股関節解剖

CCDが搭載されている頭部にはBBSでも関心が集中しました。でも関心の高さを考えて研究室で分解することにして、とりあえず、一番興味のあった足の付け根(股関節)についてレポートします。機能的には全体重を支えて動かせるだけの強度とトルクを要求され、かつ薄型(組み替え自由なOPEN-Rの考えをハード的に実現するため)でなくてはなりません。

なお、写真中のマス目は約20mmです。

全体図、目立つケーブルは、この内部の基板から足の太股部分に到達するもの。ケーブルにゆとりがあるのは、回転に応じて動くことで、回転を妨げないだけでなく、ケーブル自体の曲げを最小に抑える意味がある。左下にテープで固定されている絶縁チューブ内でフェライトコアを通り、折り返して基板に達する。

ギヤボックスを開ける。一段目の減速比の高さに注目、歯数(はかず)を数えるつもりでしたが、多すぎてちょっとやめ。ピニオン以外は樹脂製で、すべて平歯車で構成。手前の軸が足につながる。ここだけは、ベアリング(段付き)が付いている。荷重条件も厳しいからだろう。グリスは多少青みがかったものを使用していた。セラミックグリスなんでしょうけど、扱ったこと無い。本当はグリスを拭いて、新しいグリスをさすところでしたが、埃が見当たらないので大丈夫でしょうし、これを見て断念。

ちょっとピンぼけ、ごめんなさい。ギヤを外す。反対側にもベアリング発見。ベアリング中央に見えるのがポテンショメータ(半固定抵抗と同じ、ただし、精度のいいもの、角度検出に使う場合(?)はこのように呼ぶ。)の軸。多段ギヤで減速し、最終段にポテンショメータを設けて角度検出するという手法は、ラジコンのサーボと完全に同じ。
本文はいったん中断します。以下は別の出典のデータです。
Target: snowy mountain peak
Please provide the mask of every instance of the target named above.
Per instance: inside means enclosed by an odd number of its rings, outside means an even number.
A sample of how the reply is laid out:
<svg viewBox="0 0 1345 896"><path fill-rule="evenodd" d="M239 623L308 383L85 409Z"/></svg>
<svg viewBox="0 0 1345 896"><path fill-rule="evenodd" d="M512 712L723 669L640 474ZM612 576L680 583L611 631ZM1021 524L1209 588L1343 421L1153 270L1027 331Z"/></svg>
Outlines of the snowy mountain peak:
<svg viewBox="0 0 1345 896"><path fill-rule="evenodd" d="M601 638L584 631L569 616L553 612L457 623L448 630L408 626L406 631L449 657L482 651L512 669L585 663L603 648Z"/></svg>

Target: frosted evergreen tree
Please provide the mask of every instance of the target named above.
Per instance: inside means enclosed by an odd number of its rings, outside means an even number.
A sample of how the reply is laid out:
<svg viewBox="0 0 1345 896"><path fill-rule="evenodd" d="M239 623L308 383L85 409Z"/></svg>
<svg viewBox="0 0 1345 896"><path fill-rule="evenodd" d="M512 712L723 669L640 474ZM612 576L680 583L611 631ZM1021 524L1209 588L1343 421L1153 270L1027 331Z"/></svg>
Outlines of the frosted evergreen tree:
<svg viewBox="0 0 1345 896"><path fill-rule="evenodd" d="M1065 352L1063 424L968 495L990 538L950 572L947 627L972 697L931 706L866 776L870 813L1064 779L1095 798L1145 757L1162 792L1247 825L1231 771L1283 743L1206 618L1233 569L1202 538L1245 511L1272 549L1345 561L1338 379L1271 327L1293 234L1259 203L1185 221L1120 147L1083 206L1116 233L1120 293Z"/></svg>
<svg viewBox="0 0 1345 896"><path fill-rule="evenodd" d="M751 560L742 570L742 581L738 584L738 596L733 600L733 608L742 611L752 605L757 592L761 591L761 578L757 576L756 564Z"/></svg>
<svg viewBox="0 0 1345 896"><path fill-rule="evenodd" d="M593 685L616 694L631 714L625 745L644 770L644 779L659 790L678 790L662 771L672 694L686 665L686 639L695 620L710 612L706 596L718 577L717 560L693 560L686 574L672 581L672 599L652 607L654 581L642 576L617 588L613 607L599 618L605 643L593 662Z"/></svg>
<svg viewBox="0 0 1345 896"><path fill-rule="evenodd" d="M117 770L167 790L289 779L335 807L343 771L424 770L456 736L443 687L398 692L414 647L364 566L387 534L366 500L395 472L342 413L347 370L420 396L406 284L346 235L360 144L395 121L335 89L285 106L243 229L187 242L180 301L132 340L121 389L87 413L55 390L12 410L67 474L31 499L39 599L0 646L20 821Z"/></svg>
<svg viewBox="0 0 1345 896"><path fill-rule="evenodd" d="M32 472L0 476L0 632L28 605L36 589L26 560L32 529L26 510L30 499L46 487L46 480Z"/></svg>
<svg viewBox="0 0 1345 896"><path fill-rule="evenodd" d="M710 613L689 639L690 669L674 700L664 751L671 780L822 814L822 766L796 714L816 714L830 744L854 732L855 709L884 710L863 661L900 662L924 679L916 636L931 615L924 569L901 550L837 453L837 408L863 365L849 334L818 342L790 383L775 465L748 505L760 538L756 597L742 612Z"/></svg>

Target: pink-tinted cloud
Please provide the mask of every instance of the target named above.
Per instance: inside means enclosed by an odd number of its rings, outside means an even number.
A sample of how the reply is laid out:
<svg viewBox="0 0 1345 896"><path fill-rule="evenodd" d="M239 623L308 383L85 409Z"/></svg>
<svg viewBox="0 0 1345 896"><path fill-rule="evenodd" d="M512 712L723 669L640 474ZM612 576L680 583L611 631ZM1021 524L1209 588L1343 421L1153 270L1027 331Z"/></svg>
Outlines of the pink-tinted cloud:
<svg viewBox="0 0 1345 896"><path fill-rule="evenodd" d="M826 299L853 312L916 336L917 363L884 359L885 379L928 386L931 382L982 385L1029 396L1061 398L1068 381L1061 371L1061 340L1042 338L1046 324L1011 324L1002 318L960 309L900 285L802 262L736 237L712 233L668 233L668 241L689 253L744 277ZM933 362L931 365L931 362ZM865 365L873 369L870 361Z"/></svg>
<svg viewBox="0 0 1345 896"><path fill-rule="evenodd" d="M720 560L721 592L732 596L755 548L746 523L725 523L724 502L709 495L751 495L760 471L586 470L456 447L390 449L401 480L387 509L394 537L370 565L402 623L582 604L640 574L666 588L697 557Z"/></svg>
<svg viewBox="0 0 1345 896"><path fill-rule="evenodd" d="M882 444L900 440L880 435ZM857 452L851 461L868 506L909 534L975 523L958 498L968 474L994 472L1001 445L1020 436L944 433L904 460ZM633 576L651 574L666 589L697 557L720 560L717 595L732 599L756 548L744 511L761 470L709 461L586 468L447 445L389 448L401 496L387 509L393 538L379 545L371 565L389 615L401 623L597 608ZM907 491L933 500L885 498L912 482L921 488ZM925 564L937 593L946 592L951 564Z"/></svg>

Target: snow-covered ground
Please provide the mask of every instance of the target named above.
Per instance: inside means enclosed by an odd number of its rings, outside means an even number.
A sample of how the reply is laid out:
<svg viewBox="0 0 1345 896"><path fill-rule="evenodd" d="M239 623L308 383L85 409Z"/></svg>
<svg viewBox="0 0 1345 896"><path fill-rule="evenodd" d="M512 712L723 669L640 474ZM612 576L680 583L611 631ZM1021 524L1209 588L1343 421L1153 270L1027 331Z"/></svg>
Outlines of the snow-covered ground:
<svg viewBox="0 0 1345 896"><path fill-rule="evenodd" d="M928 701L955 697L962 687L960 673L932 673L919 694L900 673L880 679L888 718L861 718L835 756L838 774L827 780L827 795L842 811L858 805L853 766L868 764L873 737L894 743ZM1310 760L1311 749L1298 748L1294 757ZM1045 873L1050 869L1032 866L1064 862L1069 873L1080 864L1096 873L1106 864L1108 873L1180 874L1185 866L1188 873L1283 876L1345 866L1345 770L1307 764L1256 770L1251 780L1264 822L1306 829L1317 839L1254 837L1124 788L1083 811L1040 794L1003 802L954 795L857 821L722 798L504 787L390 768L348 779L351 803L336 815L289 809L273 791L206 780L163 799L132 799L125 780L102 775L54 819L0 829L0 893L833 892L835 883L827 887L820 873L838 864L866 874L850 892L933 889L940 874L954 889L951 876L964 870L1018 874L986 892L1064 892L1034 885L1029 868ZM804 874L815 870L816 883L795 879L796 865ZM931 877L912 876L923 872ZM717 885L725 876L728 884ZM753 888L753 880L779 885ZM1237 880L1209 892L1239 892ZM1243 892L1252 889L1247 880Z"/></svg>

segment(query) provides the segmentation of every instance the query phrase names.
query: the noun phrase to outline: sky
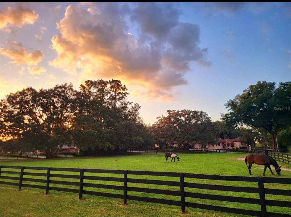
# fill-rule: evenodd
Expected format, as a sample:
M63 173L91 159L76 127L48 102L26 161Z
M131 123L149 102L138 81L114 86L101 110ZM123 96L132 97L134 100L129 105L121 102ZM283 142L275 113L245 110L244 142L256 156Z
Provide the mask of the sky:
M224 104L258 81L291 79L291 3L0 4L0 99L88 80L120 80L146 124L168 110Z

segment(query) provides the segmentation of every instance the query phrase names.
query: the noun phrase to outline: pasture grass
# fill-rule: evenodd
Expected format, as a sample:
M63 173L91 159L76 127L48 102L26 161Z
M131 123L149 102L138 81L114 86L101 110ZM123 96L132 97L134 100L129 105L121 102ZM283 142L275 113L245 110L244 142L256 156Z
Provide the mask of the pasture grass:
M27 166L37 166L65 168L102 169L122 170L141 170L189 173L199 174L215 175L225 175L249 176L248 171L244 160L239 160L239 158L244 159L247 155L244 153L211 153L179 155L179 162L165 163L164 156L162 154L149 154L131 155L129 156L97 157L76 157L59 158L57 159L47 160L30 159L18 160L14 161L2 160L1 164L6 165L17 165ZM170 160L170 159L169 160ZM278 162L282 165L282 168L291 169L291 166ZM254 168L263 168L262 165L253 165L252 168L253 176L261 176L263 170L255 169ZM272 168L273 169L273 168ZM10 171L19 171L19 170L3 169ZM276 173L274 169L273 172ZM30 172L45 173L46 171L31 170ZM57 172L54 173L79 175L78 173ZM267 169L265 174L267 177L291 178L291 172L282 170L281 175L271 175ZM121 174L88 174L88 175L98 175L111 177L122 178ZM8 175L5 174L8 176ZM19 175L11 175L11 176ZM35 178L29 176L26 178ZM165 181L179 181L178 177L157 177L150 176L128 175L128 178L157 179ZM45 179L45 177L39 178ZM52 177L51 180L78 182L78 180L65 179ZM6 181L6 180L5 180ZM17 182L16 181L8 180L11 182ZM223 181L214 180L201 180L198 179L185 178L187 182L210 184L218 184L231 186L254 187L257 187L256 182L247 182L236 181ZM86 180L86 182L112 184L122 186L122 182L108 182L100 181ZM45 185L45 183L26 182L26 184ZM58 185L60 187L60 185ZM290 185L265 183L265 188L290 190ZM182 215L180 208L175 206L168 206L152 203L128 200L127 206L123 206L122 200L120 199L110 198L83 194L84 199L81 201L78 199L77 194L69 192L50 190L48 195L44 196L45 190L23 187L21 191L18 191L16 186L1 184L0 187L0 215L1 216L164 216L174 215L176 216ZM50 186L56 187L57 185L50 184ZM179 187L156 185L128 183L128 187L147 187L153 189L169 190L179 191ZM78 186L63 185L63 187L78 189ZM106 192L122 194L122 191L116 190L93 188L84 187L84 190ZM222 191L200 189L186 188L185 191L195 193L214 194L217 195L237 196L242 197L259 198L258 194L230 192ZM179 197L163 195L150 193L128 191L129 195L141 197L150 197L159 199L172 200L179 201ZM28 203L28 198L33 198ZM267 200L274 200L290 201L290 197L272 195L266 195ZM16 199L17 199L17 200ZM260 210L259 205L251 205L242 203L221 201L212 200L187 197L186 201L189 202L208 204L251 210ZM17 202L16 202L17 201ZM71 201L67 203L68 201ZM13 202L13 203L12 203ZM16 203L17 204L15 204ZM30 204L27 205L28 203ZM68 205L67 203L69 204ZM56 209L53 207L55 207ZM17 207L17 208L16 208ZM24 208L24 207L26 207ZM183 216L243 216L241 215L228 214L206 210L186 208L186 213ZM53 215L49 211L54 212ZM7 210L10 210L9 212ZM13 211L13 210L14 210ZM22 211L21 211L22 210ZM30 212L27 212L28 210ZM289 213L291 209L268 206L267 211L274 212ZM19 215L10 215L9 213L19 211ZM167 213L165 214L165 212ZM49 215L49 213L50 215ZM15 213L14 213L15 214Z

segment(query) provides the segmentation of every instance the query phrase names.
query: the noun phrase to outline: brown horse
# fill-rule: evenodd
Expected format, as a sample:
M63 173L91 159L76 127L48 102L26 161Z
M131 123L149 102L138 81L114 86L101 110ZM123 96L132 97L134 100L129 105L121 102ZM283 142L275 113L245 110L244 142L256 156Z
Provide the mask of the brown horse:
M266 170L267 169L267 167L268 167L270 169L272 175L275 175L275 174L273 173L271 169L271 167L270 165L272 165L275 167L275 171L276 171L277 174L278 175L281 175L281 166L279 165L277 163L276 161L270 157L268 155L258 155L250 154L249 155L245 157L245 162L247 166L248 166L248 164L247 162L248 163L248 171L250 173L250 175L251 175L251 168L252 164L255 163L258 165L265 165L265 169L264 170L264 172L263 174L264 176L265 175L265 172L266 172Z

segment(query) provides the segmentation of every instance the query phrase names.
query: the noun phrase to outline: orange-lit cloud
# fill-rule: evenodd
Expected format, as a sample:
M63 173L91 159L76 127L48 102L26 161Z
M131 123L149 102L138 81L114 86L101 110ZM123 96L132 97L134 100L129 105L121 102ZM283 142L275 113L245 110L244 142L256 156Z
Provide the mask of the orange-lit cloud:
M35 50L28 53L22 45L17 42L7 41L6 46L8 48L1 48L0 54L13 60L11 62L13 64L36 65L43 58L43 54L40 50ZM14 48L16 47L18 49Z
M15 93L24 88L16 79L13 80L13 82L8 82L1 78L0 78L0 99L5 98L5 96L10 93Z
M29 8L9 7L0 11L0 29L5 28L8 24L21 27L25 24L33 24L38 17L38 14Z
M46 72L46 70L44 67L33 67L31 68L29 66L27 68L30 74L42 74Z
M191 62L211 64L207 49L198 46L199 26L179 22L172 6L143 3L131 10L126 4L82 5L90 7L70 5L57 23L60 34L52 48L58 56L49 63L79 82L119 79L136 95L171 100L174 87L188 83L184 76ZM126 15L139 27L138 37L129 33Z

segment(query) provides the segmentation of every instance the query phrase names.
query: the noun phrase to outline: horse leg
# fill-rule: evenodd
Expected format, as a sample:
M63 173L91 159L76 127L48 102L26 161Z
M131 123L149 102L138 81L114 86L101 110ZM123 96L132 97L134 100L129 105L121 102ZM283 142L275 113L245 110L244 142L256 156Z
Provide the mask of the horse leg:
M267 167L268 167L267 165L265 165L265 168L264 169L264 173L263 174L263 176L266 176L265 175L265 172L266 172L266 170L267 169Z
M269 166L268 166L268 167L269 169L270 169L270 171L271 171L271 173L272 173L272 175L275 175L275 174L273 173L273 172L272 171L272 170L271 169L271 167L270 166L270 165L269 165Z
M249 164L248 165L248 171L250 173L250 175L251 175L251 165L252 164Z

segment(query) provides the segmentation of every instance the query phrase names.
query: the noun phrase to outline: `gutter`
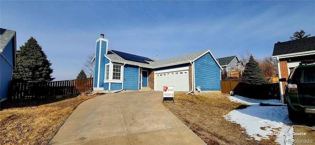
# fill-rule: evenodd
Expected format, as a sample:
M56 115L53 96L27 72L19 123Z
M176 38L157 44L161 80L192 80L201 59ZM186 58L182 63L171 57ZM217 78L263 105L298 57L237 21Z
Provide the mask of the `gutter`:
M126 64L126 62L125 62L125 63L124 63L124 65L123 65L123 68L123 68L124 69L125 69L125 68L125 68L125 65ZM122 71L122 72L124 72L124 73L125 73L124 70L123 70L123 71ZM112 93L116 93L116 92L120 92L120 91L122 91L122 90L124 90L124 74L123 74L123 76L122 77L122 79L123 80L123 83L122 83L122 89L120 89L120 90L116 90L116 91L113 91L113 92L112 92Z

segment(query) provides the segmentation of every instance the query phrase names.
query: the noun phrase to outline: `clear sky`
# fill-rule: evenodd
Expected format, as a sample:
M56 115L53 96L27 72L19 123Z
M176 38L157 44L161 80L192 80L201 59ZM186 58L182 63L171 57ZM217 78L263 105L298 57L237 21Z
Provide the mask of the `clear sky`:
M100 33L109 49L163 59L210 49L216 58L272 55L297 31L315 35L315 1L5 1L0 27L31 36L55 80L74 79Z

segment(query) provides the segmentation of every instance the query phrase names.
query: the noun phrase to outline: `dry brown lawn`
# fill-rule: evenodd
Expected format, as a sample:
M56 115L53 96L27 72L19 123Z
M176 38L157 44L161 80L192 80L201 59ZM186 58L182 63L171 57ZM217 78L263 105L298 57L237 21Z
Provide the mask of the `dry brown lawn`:
M50 103L28 101L0 111L0 145L48 144L79 104L96 96L82 94Z
M275 136L255 141L239 124L222 116L244 105L230 101L228 96L218 92L176 94L175 103L163 104L208 145L277 145Z

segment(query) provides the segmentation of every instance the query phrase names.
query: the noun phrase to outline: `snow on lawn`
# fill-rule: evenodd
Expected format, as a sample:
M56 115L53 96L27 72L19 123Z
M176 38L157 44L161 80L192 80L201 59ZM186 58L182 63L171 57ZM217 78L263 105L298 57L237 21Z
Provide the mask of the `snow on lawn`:
M285 123L292 123L288 117L287 109L283 104L277 100L259 100L248 98L239 96L230 96L230 100L240 102L249 106L243 109L231 111L225 115L225 118L231 121L240 124L246 129L247 133L256 140L269 138L267 135L277 134L276 141L281 145L288 145L284 139L293 140L292 125ZM279 106L261 106L259 103L279 105ZM278 130L277 130L278 129ZM287 134L283 135L284 134Z

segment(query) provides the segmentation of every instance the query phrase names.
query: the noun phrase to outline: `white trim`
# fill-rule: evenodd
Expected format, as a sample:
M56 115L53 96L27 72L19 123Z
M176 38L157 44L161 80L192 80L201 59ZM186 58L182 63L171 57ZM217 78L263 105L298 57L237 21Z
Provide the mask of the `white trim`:
M138 90L140 90L140 80L141 80L140 79L141 79L141 75L140 75L140 69L141 69L141 68L140 68L140 66L139 66L139 69L138 69L138 77L139 77L139 79L138 79ZM155 85L154 87L155 87L155 86L155 86L155 81L154 81L154 83L155 83L155 84L154 84L154 85Z
M122 80L104 80L104 83L123 83Z
M272 57L273 58L279 58L279 59L281 59L281 58L291 58L291 57L309 56L309 55L315 55L315 50L288 54L284 54L284 55L277 55L277 56L272 56Z
M219 65L220 66L220 65ZM193 86L193 91L195 91L195 88L196 88L196 82L195 82L195 80L194 79L194 76L195 76L195 61L193 61L192 62L192 66L193 69L192 69L192 74L193 76L194 77L194 79L193 79L193 82L192 82L192 86ZM220 75L221 75L221 74L220 74Z
M183 71L183 70L189 70L189 67L184 66L182 67L168 69L162 70L156 70L154 71L154 74L164 73L167 73L167 72L175 72L175 71Z

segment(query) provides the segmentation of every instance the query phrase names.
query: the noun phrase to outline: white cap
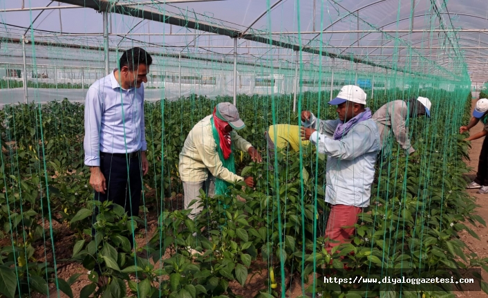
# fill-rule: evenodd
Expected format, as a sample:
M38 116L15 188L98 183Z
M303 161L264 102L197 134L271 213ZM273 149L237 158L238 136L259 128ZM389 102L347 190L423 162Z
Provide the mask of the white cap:
M432 106L432 103L431 102L430 100L429 100L429 98L427 97L421 97L419 96L419 97L417 99L422 104L425 106L425 112L427 113L427 115L429 117L431 116L431 106Z
M328 102L329 104L341 104L343 102L352 102L366 104L366 94L361 88L355 85L346 85L341 89L337 97Z
M488 100L481 98L476 102L476 105L473 111L473 117L480 118L488 111Z

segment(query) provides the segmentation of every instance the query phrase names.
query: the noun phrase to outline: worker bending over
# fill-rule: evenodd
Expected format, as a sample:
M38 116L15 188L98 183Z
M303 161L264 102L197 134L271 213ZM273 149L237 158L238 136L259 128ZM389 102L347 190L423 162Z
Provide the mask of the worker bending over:
M393 100L379 108L373 115L371 119L376 122L379 132L379 143L384 149L383 155L389 154L388 150L392 143L392 134L402 148L406 150L409 154L415 151L410 143L409 138L408 118L426 115L431 116L431 101L429 98L411 98L405 102Z

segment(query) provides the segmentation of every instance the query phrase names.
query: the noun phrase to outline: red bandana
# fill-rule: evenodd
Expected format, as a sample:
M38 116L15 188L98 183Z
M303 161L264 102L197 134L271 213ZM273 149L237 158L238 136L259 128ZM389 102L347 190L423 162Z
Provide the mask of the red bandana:
M222 152L224 153L224 158L227 159L230 156L230 153L232 153L232 150L230 147L231 140L230 140L230 133L225 132L225 127L229 124L224 121L218 119L216 115L216 108L214 109L214 124L215 124L215 128L217 129L218 132L218 138L220 140L220 149Z

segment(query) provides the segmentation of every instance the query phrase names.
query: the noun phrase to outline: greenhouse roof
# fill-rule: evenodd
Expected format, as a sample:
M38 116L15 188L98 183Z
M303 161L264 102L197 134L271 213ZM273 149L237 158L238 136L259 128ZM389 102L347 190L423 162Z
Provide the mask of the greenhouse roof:
M376 71L488 80L488 2L484 0L0 3L3 42L26 34L35 43L102 48L100 10L109 10L113 12L108 26L111 49L140 46L162 55L232 62L233 37L237 37L239 63L292 68L298 53L305 67L334 63L366 71L373 66ZM359 64L352 66L353 62Z

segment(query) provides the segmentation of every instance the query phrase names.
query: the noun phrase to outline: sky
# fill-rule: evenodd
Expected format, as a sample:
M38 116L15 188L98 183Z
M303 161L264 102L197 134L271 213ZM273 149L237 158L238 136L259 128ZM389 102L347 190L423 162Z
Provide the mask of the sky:
M48 0L24 0L26 7L43 7L46 6L50 1ZM268 6L272 5L276 0L224 0L213 2L201 3L187 3L179 4L171 4L169 6L160 6L161 10L166 10L169 12L177 13L181 15L194 16L194 13L197 13L199 20L214 21L220 23L220 20L225 21L224 25L242 30L250 25L261 13L265 11ZM390 24L385 27L386 29L409 29L410 26L409 17L411 15L411 7L410 1L400 1L397 0L384 0L378 5L368 7L369 3L378 2L373 0L341 0L337 1L334 5L331 4L332 0L317 0L317 10L315 14L315 29L328 28L330 25L335 24L328 30L347 30L357 29L357 17L355 15L348 16L349 12L355 11L359 8L364 8L360 12L361 21L359 28L361 29L370 30L373 26L379 27L385 24ZM21 6L21 0L0 0L0 10L9 8L19 8ZM299 6L297 6L299 3ZM415 8L414 13L419 15L414 20L414 29L425 28L440 28L437 21L436 16L431 15L430 1L426 0L417 0L417 5ZM486 27L488 20L488 1L485 0L451 0L447 2L448 6L442 8L444 13L444 19L449 20L451 17L451 22L456 28L484 28ZM427 4L429 3L429 4ZM438 1L439 7L441 7L440 2ZM51 6L58 5L55 1ZM68 4L62 3L62 6ZM35 19L40 10L32 10L28 12L0 12L0 21L16 25L19 26L28 26ZM447 12L450 12L449 17ZM321 15L322 20L321 21ZM471 15L477 16L476 18L471 17ZM299 26L298 19L299 17ZM336 23L336 21L344 17L341 21ZM61 19L61 24L60 24ZM397 24L396 20L403 20ZM301 31L311 31L314 28L313 24L313 0L283 0L280 5L277 6L271 13L261 18L253 26L255 29L270 30L273 32L291 32L297 31L299 28ZM189 30L185 28L170 26L161 23L153 21L143 21L138 25L135 28L133 27L140 20L130 17L113 14L111 18L111 32L113 33L124 34L132 29L133 33L168 33L170 30L173 33L184 33ZM62 32L72 33L101 33L103 30L102 17L100 13L92 9L76 8L61 10L59 15L59 10L46 10L35 22L35 27L37 29L56 31L61 30L62 24ZM447 24L449 25L449 24ZM3 26L0 24L0 26ZM5 31L3 29L3 31ZM15 34L20 35L22 30L15 31ZM488 33L488 32L487 32ZM40 35L40 32L36 32ZM45 34L45 33L42 33ZM46 33L49 34L49 33ZM364 35L362 33L361 35ZM396 33L391 33L391 37L397 36ZM402 35L399 34L398 35ZM417 46L427 47L429 46L442 46L445 37L440 37L438 39L435 35L429 36L425 33L414 33L405 35L407 42L413 44ZM287 35L288 36L288 35ZM310 38L312 35L302 35L302 38ZM460 44L470 46L485 46L488 47L488 34L480 33L463 33L462 38L458 40ZM187 36L151 36L147 35L131 35L131 38L147 42L156 44L169 44L174 46L181 46L187 44L194 44L192 35ZM285 35L281 37L285 37ZM357 46L357 33L350 34L334 34L323 36L323 43L331 46ZM431 42L426 41L431 39ZM62 41L66 39L59 39ZM307 40L302 41L306 44ZM125 41L124 41L125 42ZM137 41L135 41L137 42ZM441 44L438 44L438 43ZM117 46L118 40L111 40L111 46ZM415 43L415 44L414 44ZM226 46L228 48L207 48L216 53L232 54L233 50L233 41L228 37L212 36L200 37L197 39L196 44L198 46ZM250 43L244 40L239 40L239 46L259 46L262 44ZM369 34L367 37L361 41L361 46L378 46L386 44L382 35L378 33ZM390 41L388 45L394 46L394 41ZM337 50L336 53L343 53L342 50ZM327 48L327 50L334 50ZM183 49L182 50L186 50ZM256 53L270 53L267 49L260 50L253 48L252 50L240 48L239 53L249 53L250 51ZM424 55L424 52L418 50ZM432 53L433 52L433 54ZM476 61L479 60L479 57L487 57L486 50L467 50L466 55L478 56ZM272 53L277 53L276 50ZM290 51L281 51L281 55L290 54L290 57L287 57L290 61L294 58ZM378 49L367 49L350 48L347 52L355 55L379 55L380 53L389 56L388 53L393 54L393 49L385 48L382 51ZM404 51L406 53L406 51ZM436 55L440 56L439 50L431 50L431 55L435 57ZM400 52L402 53L402 52ZM389 59L391 59L391 57ZM400 59L403 58L400 57ZM473 58L475 59L475 58ZM473 66L474 67L474 66ZM478 67L479 68L479 67Z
基板。ケーブルを外し、4本のネジを外して樹脂カバーを取った状態。右端の白い三つがコネクタ。写真の天地を基準として、上から、ポテンショメータ、モータ、足への接続ケーブル用。すぐにSony印のOPEN-RのICに目が行きますが、こればっかりはOPEN-R用としか言えないですね。(笑)早く規格を公開してください。OPENの文字が泣きます。(まさかジョークじゃないですよね?)>ソニー様。注目は写真中央上部にある、8ピンのIC。これは、MicrochipTechnology社の、PIC 24LC16Bと思われます。その上に「S」の字がスタンプで押してあります。これをワンチップマイコンと早合点して書いていたら、読者の方に訂正をいただきました。これは、ワンチップじゃなくてEEPROM(電気的書き換えが可能な、読み出し専用メモリ)であるそうです。(あ〜開発者に笑われてるぞ〜ごめんなさい)とすると、制御用のプログラムか何かが書き込まれているはず。参照しつつ先のOPEN-Rの謎チップが働いているのでしょうか?

NECのD16805はモータドライブのチップだと他のBBSで調べた方がいらっしゃいました。なぜソニー製なのにNEC部品と疑問を持たれる方も多いですが、まず民製品では、特許の問題や設備投資が莫大であるため、すべてのICを自社製でそろえようということはしません。そのためか、各社得意分野があり、例えば、CDプレーヤはどこの会社の製品であろうと、ソニー製のチップ満載だったりします。

基板裏側、やはりちょっとピンぼけだった。金色で目立つのがOPEN-Rのコネクタ。あとは目立った部品無いなぁ。写真右の白いところ、チップ部品が載るパターンだけはあるのだが、何だったんだろ?なお、基板自体は多層でベタグランドになっているため、パターンの追跡は不可能。

駆動しているモータ、足内部にある残り二つとは形状が異なり平板型。メーカー名が無いところから、ソニーの内製であろうか?ネジ穴から見ると、多極のDCモータのようだ。ネジ穴は6穴タップされているが、固定に使用するのは2つのみ、他でも使う規格品だろうか?(ビデオのローディングとか、ハンディカムとか、誰か見たこと無いですか?>分解仲間の皆様)この2cm足らずのモータでAIBOはがんばって起立するんです。すごい。リニアモータ職人としては、ひたすら感涙。これを見てやる気が出ました。


以上、お急ぎレポートでした。脚部も実は解剖したのですが、既に多くの方が解剖されているので、とりあえず中途半端な掲載は見送らせて頂きました。現在、埃を避けるため、ギヤケースは組み直し、箱に入れて保管しています。今週のDorayakiは、共同研究の打ち合わせがあるので、今日はこの位で勘弁してください。これ以上焦げると贈答品に使ってもらえなくなります(笑)。次回も出来次第アップします。